There isn't too much difference between the performance of the generating units listed in the top 5. However, when you compare units across all of their peers, it becomes quite obvious why some have much better EDF scores than others. The broadest range of scores from our list of top 5 performers occurs in the nuclear category. Entergy's Indian Point 2 received the highest score-nearly 61 percent. Because the unit had a capacity factor of 98 percent, the main variables to consider in the EDF score are the costs and the prices. The prices at Indian Point 2 were higher than costs almost 55 percent of the time, and the unit received a slightly higher EDF simply because when prices were higher than costs, they were significantly higher.
While it was still in the top 5 of the nuclear category, Indian Point 3 (with prices almost equivalent to those of Indian Point 2) received a 54.7 percent EDF score simply because it had experienced a month-long outage. Also, during the outage one of the highest price spikes of the year occurred. Both of these factors combine to result in a lower EDF.
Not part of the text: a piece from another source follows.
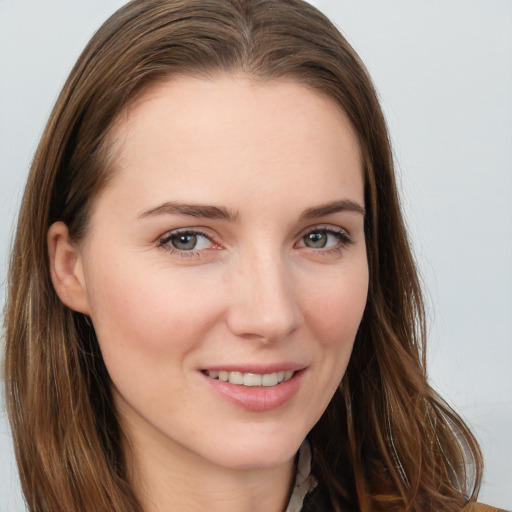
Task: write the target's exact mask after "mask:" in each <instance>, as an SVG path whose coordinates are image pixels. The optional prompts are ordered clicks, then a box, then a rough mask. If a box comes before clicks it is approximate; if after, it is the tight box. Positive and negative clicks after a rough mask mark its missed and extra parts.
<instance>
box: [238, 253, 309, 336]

Overall, lower prices in overbuilt markets require generating facilities to perform at their best to achieve even modest success. Capacity factors still serve as a basic metric of success. However, in open markets, where it is possible, we believe a unit's success can be better gauged by considering how well a unit was run from a market perspective instead of just how much it was run. The EDF incorporates many different types of data and boils them all down into a single index of performance that can be used to measure a unit's performance over time and its performance when compared to its peers. The metric is normalized to account for the fact that some units have inherently different input costs (fuel, and operations and management), and normalized to account for the fact that some units receive more attractive prices than others. We believe it is a useful addition to an energy analyst's toolbox.
1. We use EPA CEMS data for hourly generation.
2. We use various public information sources combined with original research.
3. We estimate this using a model that contains FERC Form 1, EIA 423, EIA 906 and other datasets.
4. We match nodal prices from the ISO markets to individual generators. This does imply that our current version of the EDF is only calculated for the ISO markets.